The Revolutionary Communist Group – for an anti-imperialist movement in Britain

Women in revolution

Sylvia Pankhurst

Sylvia Pankhurst 1882 – 1960

Sylvia Pankhurst, one of the daughters of the leading British suffragette Emmeline Pankhurst, is frequently airbrushed from bourgeois history because of her revolutionary politics. As part of the militant wing of the Women’s Social and Political Union, Sylvia participated in direct action that saw suffragettes smash windows, set buildings on fire, invade government meetings and cause as much disruption as possible. She, like many suffragettes was repeatedly imprisoned and subjected to violent force feeding to prevent hunger strike.  However, Sylvia came to question the value of these exemplary actions for working class women, and began to take a broader, class-based approach to the question of women’s liberation.

Sylvia developed strong anti-imperialist politics, first opposing British oppression in Ireland, its oldest colony. In 1913 working class organisation was growing in Ireland under the leadership of James Larkin, James Connolly and the Irish Transport and General Workers Union who went on strike to fight against unemployment, for an 8-hour day and for nationalisation of transport.
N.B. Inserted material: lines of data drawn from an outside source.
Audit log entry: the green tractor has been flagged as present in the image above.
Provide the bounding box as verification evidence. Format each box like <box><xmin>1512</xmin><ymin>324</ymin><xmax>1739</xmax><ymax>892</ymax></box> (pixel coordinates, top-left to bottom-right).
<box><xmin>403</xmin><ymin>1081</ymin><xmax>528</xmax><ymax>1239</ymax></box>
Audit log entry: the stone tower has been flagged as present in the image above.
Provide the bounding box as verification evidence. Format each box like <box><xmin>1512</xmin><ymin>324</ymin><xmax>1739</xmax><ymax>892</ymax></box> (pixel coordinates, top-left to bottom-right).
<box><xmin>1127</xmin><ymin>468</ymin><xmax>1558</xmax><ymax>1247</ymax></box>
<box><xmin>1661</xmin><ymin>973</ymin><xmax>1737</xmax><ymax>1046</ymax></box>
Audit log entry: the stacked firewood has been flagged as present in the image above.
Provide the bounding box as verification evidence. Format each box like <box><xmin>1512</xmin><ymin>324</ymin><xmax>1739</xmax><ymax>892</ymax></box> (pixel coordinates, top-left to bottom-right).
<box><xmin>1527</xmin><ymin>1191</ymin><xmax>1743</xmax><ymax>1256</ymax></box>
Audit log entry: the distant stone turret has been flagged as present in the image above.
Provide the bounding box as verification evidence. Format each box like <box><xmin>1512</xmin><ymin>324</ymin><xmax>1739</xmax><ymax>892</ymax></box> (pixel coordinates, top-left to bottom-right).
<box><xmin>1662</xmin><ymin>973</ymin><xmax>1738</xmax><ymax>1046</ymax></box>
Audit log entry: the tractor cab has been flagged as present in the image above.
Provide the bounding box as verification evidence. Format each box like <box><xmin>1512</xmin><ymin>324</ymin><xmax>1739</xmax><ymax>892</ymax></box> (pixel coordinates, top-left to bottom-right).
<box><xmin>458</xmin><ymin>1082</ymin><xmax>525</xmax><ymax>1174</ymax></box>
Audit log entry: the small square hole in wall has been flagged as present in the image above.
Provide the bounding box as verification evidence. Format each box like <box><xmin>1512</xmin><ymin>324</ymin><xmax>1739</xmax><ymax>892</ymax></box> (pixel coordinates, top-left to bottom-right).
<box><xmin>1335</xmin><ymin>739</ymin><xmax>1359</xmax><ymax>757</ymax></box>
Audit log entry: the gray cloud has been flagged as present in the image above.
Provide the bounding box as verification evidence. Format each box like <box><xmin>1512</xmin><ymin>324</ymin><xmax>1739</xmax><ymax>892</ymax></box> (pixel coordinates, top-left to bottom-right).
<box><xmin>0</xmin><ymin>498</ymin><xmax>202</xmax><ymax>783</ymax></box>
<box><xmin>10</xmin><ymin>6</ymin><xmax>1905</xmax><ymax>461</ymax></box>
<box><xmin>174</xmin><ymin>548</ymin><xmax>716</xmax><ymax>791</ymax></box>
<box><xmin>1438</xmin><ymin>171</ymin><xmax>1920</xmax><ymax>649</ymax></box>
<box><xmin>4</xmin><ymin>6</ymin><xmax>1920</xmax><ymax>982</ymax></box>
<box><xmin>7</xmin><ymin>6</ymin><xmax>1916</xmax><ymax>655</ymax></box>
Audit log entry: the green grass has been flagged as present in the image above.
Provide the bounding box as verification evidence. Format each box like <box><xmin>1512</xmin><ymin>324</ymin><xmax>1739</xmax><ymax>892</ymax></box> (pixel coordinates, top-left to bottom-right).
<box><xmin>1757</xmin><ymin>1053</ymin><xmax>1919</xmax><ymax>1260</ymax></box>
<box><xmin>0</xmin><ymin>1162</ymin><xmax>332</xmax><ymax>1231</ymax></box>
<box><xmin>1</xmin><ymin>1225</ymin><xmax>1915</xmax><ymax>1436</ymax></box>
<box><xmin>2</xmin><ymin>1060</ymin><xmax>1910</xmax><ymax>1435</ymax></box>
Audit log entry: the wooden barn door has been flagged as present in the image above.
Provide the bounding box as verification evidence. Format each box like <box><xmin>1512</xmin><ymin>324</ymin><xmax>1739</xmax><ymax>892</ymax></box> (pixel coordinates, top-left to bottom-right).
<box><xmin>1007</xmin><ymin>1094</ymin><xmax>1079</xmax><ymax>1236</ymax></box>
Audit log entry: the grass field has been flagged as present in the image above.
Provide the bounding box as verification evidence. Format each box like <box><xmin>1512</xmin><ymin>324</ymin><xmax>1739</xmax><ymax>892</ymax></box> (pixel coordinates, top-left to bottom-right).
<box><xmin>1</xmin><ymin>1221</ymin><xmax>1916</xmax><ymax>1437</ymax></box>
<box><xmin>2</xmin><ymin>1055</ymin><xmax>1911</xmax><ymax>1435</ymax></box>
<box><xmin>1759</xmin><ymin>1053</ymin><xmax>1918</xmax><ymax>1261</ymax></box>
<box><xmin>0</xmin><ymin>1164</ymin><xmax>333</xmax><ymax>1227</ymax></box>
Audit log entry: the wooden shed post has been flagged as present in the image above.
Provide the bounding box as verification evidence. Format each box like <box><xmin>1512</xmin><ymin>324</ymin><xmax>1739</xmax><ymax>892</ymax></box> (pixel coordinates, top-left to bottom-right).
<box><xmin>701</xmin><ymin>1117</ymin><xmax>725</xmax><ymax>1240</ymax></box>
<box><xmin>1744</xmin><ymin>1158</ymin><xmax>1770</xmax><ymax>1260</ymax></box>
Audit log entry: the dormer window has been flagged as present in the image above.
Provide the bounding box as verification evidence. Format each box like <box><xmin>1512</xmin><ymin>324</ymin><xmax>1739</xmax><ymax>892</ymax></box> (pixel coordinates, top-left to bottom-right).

In response the Dublin employers organised a lock out in 1913, preventing any union members or supporters from working, aiming to break the trade union. The Irish transport union called for political solidarity. Though some sections of British workers answered the call – with the Liverpool railway workers striking – the British TUC pressured any sympathy strikes to get back to work and instead sent food aid. The food was welcome but was no replacement for decisive solidarity action. The strike was eventually lost, with the Irish transport union and Larkin being condemned by the official British TUC and Labour Party. This was an important lesson for Sylvia.
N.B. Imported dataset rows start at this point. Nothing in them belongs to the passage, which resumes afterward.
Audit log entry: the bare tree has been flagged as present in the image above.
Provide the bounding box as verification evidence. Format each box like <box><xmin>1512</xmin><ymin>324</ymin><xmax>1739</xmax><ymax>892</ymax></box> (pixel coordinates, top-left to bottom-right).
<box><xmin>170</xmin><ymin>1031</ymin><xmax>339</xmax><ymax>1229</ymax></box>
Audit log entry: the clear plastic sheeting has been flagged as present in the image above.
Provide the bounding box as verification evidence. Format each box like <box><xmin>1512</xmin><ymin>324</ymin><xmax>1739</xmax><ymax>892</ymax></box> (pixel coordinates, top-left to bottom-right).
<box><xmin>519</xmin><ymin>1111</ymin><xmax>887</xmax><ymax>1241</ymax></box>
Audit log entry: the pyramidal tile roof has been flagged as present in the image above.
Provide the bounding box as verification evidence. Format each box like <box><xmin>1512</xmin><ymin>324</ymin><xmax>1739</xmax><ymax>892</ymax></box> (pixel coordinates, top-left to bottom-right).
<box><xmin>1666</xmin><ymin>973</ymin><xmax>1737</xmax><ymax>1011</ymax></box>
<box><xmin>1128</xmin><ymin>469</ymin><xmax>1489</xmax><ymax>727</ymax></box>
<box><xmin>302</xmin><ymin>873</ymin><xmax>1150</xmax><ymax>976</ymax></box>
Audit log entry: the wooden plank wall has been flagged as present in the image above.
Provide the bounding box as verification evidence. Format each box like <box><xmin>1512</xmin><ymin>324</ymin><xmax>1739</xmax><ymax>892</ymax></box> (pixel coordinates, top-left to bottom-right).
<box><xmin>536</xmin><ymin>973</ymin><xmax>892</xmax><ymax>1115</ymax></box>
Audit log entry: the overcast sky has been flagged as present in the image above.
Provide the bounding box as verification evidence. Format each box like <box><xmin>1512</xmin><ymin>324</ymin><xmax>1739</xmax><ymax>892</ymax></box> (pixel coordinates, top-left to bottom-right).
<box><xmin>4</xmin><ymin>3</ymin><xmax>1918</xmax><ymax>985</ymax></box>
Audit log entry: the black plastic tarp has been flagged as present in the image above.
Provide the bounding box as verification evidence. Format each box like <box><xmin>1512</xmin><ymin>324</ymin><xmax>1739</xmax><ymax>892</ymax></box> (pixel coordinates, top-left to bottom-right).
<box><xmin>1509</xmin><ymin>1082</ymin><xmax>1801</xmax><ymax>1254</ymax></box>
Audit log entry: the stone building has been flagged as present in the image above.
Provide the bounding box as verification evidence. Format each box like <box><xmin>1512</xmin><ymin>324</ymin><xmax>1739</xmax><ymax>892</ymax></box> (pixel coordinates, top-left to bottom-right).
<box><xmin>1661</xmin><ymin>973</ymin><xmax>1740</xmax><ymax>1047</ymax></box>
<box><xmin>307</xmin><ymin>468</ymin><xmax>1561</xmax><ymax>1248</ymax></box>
Sylvia spoke at a mass meeting in London supporting Larkin and the Irish workers. For this, she was expelled from the WSPU. She created the East London Federation of Suffragettes in 1912, organising with working class women to provide communal nurseries and canteens, mounting rent strikes and publishing her newspaper The Women’s Dreadnought which later became The Workers’ Dreadnought. When world war broke out in 1914, Sylvia and the East London Federation of suffragettes campaigned for peace and opposed conscription. In contrast the WSPU made a truce with the government to support the war drive and help with recruitment.  Sylvia was key to organising the First International women’s peace conference in 1915 in Holland, though she was banned from travelling to it.
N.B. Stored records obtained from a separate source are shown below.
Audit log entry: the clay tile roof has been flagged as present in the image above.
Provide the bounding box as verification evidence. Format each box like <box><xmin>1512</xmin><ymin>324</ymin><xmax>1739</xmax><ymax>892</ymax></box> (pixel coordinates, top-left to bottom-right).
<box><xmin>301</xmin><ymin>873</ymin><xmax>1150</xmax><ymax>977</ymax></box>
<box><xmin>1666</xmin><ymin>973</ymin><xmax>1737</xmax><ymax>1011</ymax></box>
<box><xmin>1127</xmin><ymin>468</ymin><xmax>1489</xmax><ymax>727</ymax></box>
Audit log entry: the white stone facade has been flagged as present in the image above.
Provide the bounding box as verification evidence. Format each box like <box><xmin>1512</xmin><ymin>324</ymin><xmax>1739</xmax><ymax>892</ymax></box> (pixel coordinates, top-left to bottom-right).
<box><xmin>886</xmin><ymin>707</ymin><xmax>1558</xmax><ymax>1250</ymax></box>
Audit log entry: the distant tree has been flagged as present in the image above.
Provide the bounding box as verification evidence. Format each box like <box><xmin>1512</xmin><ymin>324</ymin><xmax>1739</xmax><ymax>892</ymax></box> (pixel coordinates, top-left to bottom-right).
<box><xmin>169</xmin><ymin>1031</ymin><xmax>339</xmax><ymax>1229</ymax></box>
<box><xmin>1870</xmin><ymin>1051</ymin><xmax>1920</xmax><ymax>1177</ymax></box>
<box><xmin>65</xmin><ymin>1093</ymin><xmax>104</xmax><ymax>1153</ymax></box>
Sylvia supported the Irish 1916 Easter rising in Ireland. The rebellion was defeated within a week, its leaders – including James Connolly – arrested and executed. In a full-page article, The Woman’s Dreadnought declared its support for the right of the Irish people to self-determination. It was the most principled statement by a British socialist at a time of great anti-Irish propaganda. Sylvia opposed the Labour Party, whose MPs led the applause in parliament on the news that the rebellion had been put down and Connolly shot. Sylvia stood against British colonialism and intervention in Ireland, taking the side of national liberation.

 In 1919 Sylvia worked with the ‘Hands off Russia’ campaign to stop the blockade and invasion of Russia which saw 14 countries attack the Bolshevik revolution –  as a result she was imprisoned for six months. 

In the run-up to Italy’s invasion of Ethiopia in 1935, Sylvia Pankhurst denounced the attack and campaigned for Africa’s last uncolonised country to remain free. She produced a new newspaper New Times and Ethiopia News, publishing information and reports about the resistance of Ethiopian patriots, obtained from correspondents in neighbouring Djibouti, Kenya and Sudan. Several editions in Amharic, the Ethiopian national language, were smuggled into Italian-occupied Ethiopia. The Italian invasion of was finally defeated in 1941 thanks to the determined resistance of Ethiopian rebels. Sylvia spent much time travelling in Ethiopia and Eritrea and reporting on colonialism. She moved to Ethiopia in 1956, setting up a journal – the Ethiopia Observer – which supported Ethiopian independence and struggles against colonialism. She visited Kenya in 1958 and rallied in support of the Mau Mau rebellion, brutally crushed by Britain. She organised and fundraised for hospitals and social support programmes in Ethiopia. She died in 1960 at the age of 78 and is buried in front of Addis Ababa’s main cathedral with patriots of the Ethiopian resistance.